Menggabungkan metode-metode ini untuk pertama kalinya memberikan gambaran yang lebih kuat mengenai perilaku energi gelap dibandingkan sebelumnya.
Temuan: Konsisten, Namun Tidak Definitif
Analisis baru ini menegaskan bahwa perluasan alam semesta masih sejalan dengan model lambda-CDM, di mana kepadatan energi gelap tetap konstan sepanjang waktu. Namun, data tersebut juga mendukung model alternatif yang dikenal sebagai wCDM, di mana kepadatan energi gelap berubah seiring waktu.
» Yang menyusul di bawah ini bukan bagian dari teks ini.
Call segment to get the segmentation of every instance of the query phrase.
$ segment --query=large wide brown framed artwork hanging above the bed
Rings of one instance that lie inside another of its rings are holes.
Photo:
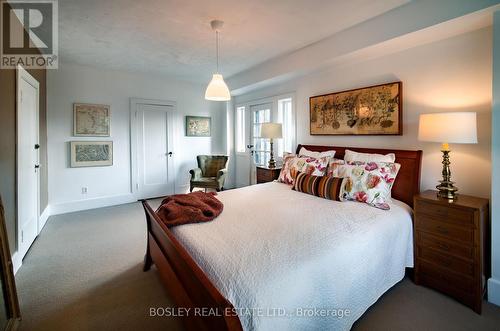
[[[309,98],[311,135],[402,135],[402,82]]]

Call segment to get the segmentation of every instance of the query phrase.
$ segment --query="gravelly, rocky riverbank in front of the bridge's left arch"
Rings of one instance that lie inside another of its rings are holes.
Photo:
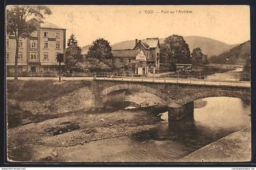
[[[84,114],[81,110],[73,115],[9,129],[7,134],[9,158],[33,161],[33,158],[21,156],[24,155],[24,148],[34,145],[68,147],[90,141],[133,135],[155,127],[159,121],[160,118],[143,110],[136,112],[119,110],[98,114]]]

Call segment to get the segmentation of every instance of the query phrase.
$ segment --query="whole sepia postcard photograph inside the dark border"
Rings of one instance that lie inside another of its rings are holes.
[[[251,161],[249,5],[7,5],[7,161]]]

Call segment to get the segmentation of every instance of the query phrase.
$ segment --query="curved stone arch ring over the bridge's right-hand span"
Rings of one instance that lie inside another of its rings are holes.
[[[199,91],[194,93],[194,95],[188,95],[182,97],[175,101],[177,104],[185,105],[189,102],[196,101],[197,99],[204,99],[207,97],[236,97],[240,99],[244,99],[247,101],[251,100],[251,94],[243,93],[241,91],[225,91],[225,90],[216,90],[216,91]]]

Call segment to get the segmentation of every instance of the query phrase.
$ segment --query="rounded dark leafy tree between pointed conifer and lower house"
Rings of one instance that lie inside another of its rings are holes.
[[[98,58],[99,62],[104,62],[104,60],[111,60],[113,58],[112,48],[107,40],[99,38],[93,41],[87,52],[88,58]]]

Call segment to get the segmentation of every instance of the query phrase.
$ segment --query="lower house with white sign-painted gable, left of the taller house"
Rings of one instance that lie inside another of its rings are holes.
[[[141,49],[112,50],[114,65],[119,71],[129,71],[136,75],[148,73],[147,58]]]

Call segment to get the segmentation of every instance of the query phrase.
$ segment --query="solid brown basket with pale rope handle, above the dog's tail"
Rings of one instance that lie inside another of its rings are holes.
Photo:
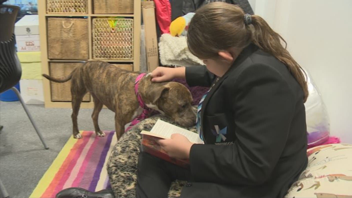
[[[88,19],[48,18],[49,59],[89,59]]]

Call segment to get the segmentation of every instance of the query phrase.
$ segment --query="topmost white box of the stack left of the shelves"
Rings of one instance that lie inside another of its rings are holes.
[[[39,18],[38,15],[25,15],[15,23],[15,35],[38,35]]]

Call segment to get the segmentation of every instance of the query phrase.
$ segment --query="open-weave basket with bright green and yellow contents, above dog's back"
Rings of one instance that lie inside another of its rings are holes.
[[[116,24],[111,28],[109,20]],[[93,59],[133,59],[133,19],[93,19]]]

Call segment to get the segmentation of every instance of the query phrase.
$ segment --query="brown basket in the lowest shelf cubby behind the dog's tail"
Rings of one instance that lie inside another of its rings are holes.
[[[50,62],[50,75],[54,78],[65,78],[75,67],[82,65],[83,62]],[[71,98],[71,80],[65,83],[55,83],[50,81],[51,101],[70,102]],[[90,94],[83,97],[83,102],[90,101]]]

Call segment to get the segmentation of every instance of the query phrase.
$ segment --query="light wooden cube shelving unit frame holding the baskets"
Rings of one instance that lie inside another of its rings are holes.
[[[49,74],[50,62],[82,62],[93,59],[93,43],[92,43],[92,19],[94,17],[128,17],[133,18],[133,59],[132,60],[102,60],[111,63],[133,64],[133,71],[139,71],[140,65],[140,27],[141,27],[141,0],[134,0],[133,14],[94,14],[93,0],[88,0],[88,13],[47,13],[46,0],[38,1],[38,15],[39,15],[39,34],[40,34],[40,48],[42,60],[42,73]],[[88,34],[89,34],[89,59],[87,60],[67,60],[67,59],[48,59],[48,38],[47,38],[47,19],[49,17],[87,17],[88,18]],[[100,60],[100,59],[99,59]],[[51,86],[50,81],[43,78],[43,91],[45,108],[71,108],[71,102],[54,102],[51,100]],[[81,108],[93,108],[93,98],[90,102],[82,102]]]

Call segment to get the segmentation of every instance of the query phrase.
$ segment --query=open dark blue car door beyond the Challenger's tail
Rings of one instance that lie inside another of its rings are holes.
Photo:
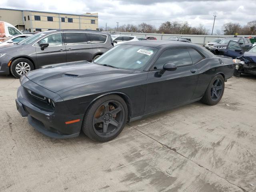
[[[233,59],[240,57],[244,52],[240,44],[236,41],[228,42],[226,49],[222,50],[222,54],[227,57],[232,57]]]

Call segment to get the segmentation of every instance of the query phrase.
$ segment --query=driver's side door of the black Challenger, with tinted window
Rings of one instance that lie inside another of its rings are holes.
[[[198,81],[198,70],[192,63],[189,48],[165,50],[148,72],[145,114],[190,101]],[[164,64],[177,66],[165,71]]]

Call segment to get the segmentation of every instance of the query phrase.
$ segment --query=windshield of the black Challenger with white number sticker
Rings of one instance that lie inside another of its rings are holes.
[[[148,61],[156,54],[157,48],[117,45],[100,56],[94,62],[100,65],[109,65],[125,70],[143,70]]]

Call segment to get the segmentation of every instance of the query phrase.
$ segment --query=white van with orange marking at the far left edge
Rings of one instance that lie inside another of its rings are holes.
[[[0,21],[0,41],[4,41],[6,38],[13,35],[20,35],[22,32],[14,27],[12,24]]]

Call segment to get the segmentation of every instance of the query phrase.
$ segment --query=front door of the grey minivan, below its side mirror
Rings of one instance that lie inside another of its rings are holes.
[[[42,43],[48,43],[49,46],[42,50],[40,47]],[[62,33],[50,34],[42,38],[34,46],[36,46],[37,68],[66,62],[66,48]]]

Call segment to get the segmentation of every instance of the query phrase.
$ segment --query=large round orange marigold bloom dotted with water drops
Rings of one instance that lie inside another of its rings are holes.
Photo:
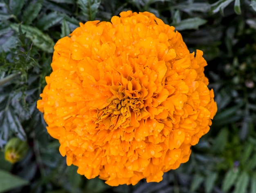
[[[216,114],[200,50],[149,12],[80,23],[54,47],[37,108],[67,165],[110,186],[159,182]]]

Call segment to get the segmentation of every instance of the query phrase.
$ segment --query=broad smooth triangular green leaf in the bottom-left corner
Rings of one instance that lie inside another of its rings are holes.
[[[0,179],[0,193],[29,184],[27,180],[12,175],[11,173],[2,169],[0,169]]]

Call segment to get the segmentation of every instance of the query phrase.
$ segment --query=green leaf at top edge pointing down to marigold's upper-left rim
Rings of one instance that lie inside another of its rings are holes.
[[[78,0],[77,2],[82,14],[85,16],[85,20],[94,20],[101,0]]]

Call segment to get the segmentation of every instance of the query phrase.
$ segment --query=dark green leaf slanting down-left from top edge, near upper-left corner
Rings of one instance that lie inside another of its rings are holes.
[[[24,11],[22,17],[23,24],[31,24],[31,22],[38,16],[38,13],[41,10],[42,5],[42,1],[30,3],[27,9]]]

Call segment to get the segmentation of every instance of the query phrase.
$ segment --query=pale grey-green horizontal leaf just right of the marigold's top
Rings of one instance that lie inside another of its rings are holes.
[[[181,20],[177,24],[173,24],[176,30],[182,31],[185,29],[198,29],[200,25],[206,24],[207,20],[195,17]]]

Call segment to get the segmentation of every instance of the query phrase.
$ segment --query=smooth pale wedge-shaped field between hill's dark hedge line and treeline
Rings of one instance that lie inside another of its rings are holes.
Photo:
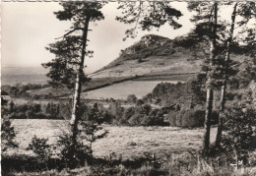
[[[127,81],[109,87],[84,92],[82,93],[82,97],[88,99],[126,99],[129,94],[135,94],[138,98],[142,98],[146,94],[152,92],[152,90],[161,82],[162,81]],[[176,81],[164,82],[177,83]]]

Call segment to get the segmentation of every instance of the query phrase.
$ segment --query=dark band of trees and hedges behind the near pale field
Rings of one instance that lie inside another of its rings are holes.
[[[202,127],[204,108],[199,104],[195,106],[195,99],[199,101],[200,98],[203,101],[195,91],[193,82],[161,83],[142,99],[130,94],[125,101],[110,99],[108,107],[100,103],[92,106],[86,101],[82,102],[79,116],[82,120],[88,120],[92,113],[96,113],[100,123],[125,126]],[[154,104],[160,107],[156,108]],[[10,102],[2,107],[2,114],[10,119],[69,119],[71,102],[29,102],[22,105]],[[215,114],[214,121],[217,119]]]

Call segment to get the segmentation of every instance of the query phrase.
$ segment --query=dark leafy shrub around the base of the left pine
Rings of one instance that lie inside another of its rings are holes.
[[[87,161],[90,163],[93,159],[93,143],[96,140],[106,137],[107,131],[99,125],[100,120],[97,104],[88,114],[88,120],[80,121],[78,124],[76,139],[73,133],[60,136],[57,147],[60,150],[60,158],[64,165],[69,168],[83,166]]]

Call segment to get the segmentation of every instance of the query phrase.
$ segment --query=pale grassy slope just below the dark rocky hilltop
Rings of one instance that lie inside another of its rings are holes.
[[[92,78],[130,77],[168,72],[169,74],[184,74],[200,71],[202,60],[187,61],[189,56],[151,56],[142,63],[135,60],[125,60],[114,67],[92,74]]]

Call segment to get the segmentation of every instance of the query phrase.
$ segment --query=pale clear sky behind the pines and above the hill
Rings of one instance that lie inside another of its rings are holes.
[[[189,21],[192,14],[186,9],[186,2],[172,2],[172,7],[183,16],[178,22],[181,29],[171,29],[168,25],[159,30],[140,31],[136,38],[125,37],[125,30],[132,28],[115,21],[120,13],[117,2],[109,2],[102,8],[103,21],[90,24],[88,49],[95,51],[93,58],[86,58],[88,73],[94,72],[116,59],[121,49],[129,47],[145,34],[159,34],[173,39],[193,28]],[[70,28],[70,22],[56,19],[53,12],[61,10],[57,2],[3,2],[1,5],[1,64],[2,67],[40,67],[54,55],[45,47],[56,41]]]

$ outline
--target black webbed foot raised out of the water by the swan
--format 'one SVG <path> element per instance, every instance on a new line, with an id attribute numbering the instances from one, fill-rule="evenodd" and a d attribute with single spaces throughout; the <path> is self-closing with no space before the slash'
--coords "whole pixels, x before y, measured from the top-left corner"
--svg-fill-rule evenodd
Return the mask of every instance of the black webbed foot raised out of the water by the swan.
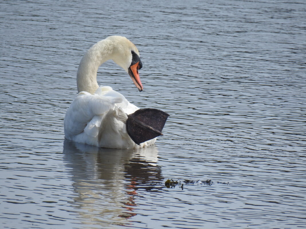
<path id="1" fill-rule="evenodd" d="M 166 112 L 154 108 L 139 109 L 128 115 L 126 130 L 132 140 L 139 145 L 163 135 L 162 128 L 169 116 Z"/>

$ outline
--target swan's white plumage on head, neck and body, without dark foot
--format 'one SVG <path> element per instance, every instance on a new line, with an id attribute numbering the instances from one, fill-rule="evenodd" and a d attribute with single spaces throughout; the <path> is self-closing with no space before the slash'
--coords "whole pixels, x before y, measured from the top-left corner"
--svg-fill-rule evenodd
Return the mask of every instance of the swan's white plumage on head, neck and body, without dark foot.
<path id="1" fill-rule="evenodd" d="M 97 84 L 98 67 L 106 60 L 114 60 L 128 72 L 132 62 L 131 51 L 139 56 L 136 46 L 128 39 L 111 36 L 96 43 L 85 53 L 77 74 L 79 93 L 65 115 L 65 138 L 106 148 L 135 148 L 155 143 L 156 138 L 140 145 L 132 141 L 126 132 L 125 121 L 127 114 L 139 108 L 111 87 L 99 87 Z M 141 82 L 136 86 L 142 89 Z"/>

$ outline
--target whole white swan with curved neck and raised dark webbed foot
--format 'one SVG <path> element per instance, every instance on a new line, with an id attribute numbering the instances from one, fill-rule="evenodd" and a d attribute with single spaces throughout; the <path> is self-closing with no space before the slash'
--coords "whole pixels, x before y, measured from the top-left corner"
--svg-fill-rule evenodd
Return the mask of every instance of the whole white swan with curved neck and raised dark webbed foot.
<path id="1" fill-rule="evenodd" d="M 138 74 L 142 63 L 136 46 L 121 36 L 97 42 L 80 61 L 78 94 L 64 118 L 65 138 L 117 149 L 154 144 L 169 115 L 157 109 L 139 109 L 110 86 L 99 86 L 97 70 L 110 59 L 129 73 L 140 92 L 143 90 Z"/>

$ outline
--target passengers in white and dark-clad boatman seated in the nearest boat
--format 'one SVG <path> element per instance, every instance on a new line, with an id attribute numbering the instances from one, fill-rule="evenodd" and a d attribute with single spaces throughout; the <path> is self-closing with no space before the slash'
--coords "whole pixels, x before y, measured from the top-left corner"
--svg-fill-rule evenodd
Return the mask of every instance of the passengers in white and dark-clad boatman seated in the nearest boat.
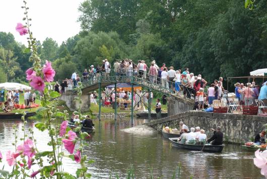
<path id="1" fill-rule="evenodd" d="M 205 134 L 205 130 L 201 129 L 199 126 L 195 128 L 191 127 L 190 131 L 189 128 L 182 121 L 180 121 L 179 126 L 181 135 L 178 140 L 181 141 L 181 143 L 203 144 L 206 143 L 206 141 L 208 141 L 209 143 L 211 142 L 212 145 L 223 144 L 223 133 L 220 126 L 218 126 L 216 130 L 211 128 L 211 131 L 213 131 L 213 136 L 211 138 L 208 138 L 207 135 Z"/>

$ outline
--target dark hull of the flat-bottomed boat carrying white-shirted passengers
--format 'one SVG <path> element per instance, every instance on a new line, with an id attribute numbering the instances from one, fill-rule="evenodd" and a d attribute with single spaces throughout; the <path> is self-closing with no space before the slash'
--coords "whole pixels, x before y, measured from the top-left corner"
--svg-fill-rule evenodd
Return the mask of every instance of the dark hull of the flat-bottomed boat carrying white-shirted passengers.
<path id="1" fill-rule="evenodd" d="M 206 144 L 204 145 L 192 145 L 192 144 L 182 144 L 180 142 L 177 142 L 178 138 L 169 138 L 169 140 L 172 142 L 172 144 L 176 147 L 187 149 L 187 150 L 198 150 L 198 151 L 205 151 L 205 152 L 221 152 L 224 148 L 224 145 L 210 145 Z"/>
Khususnya, distribusi galaksi dalam sejarah kosmik terkini menunjukkan sedikit perbedaan dengan prediksi dari kedua model tersebut. Perbedaan ini belum cukup signifikan secara statistik untuk mengklaim sebuah terobosan (ini masih belum mencapai kepastian lima sigma), namun hal ini meningkatkan kemungkinan terjadinya fisika baru.
Apa Artinya
Hasil DES menggarisbawahi tantangan yang sedang berlangsung dalam memahami energi gelap. Meskipun belum ada satu teori pun yang muncul, temuan terbaru menunjukkan bahwa model yang ada saat ini mungkin memerlukan penyempurnaan. Kolaborasi ini berencana untuk menguji seberapa cocok teori alternatif lain dengan data, bahkan mungkin meninjau kembali asumsi mendasar tentang gravitasi itu sendiri.
Penelitian ini tidak memecahkan misteri energi gelap, namun mempersempit kemungkinan dan menyiapkan landasan untuk penyelidikan di masa depan. Alam semesta masih merupakan teka-teki yang kompleks, dan data DES memberikan bagian penting lainnya.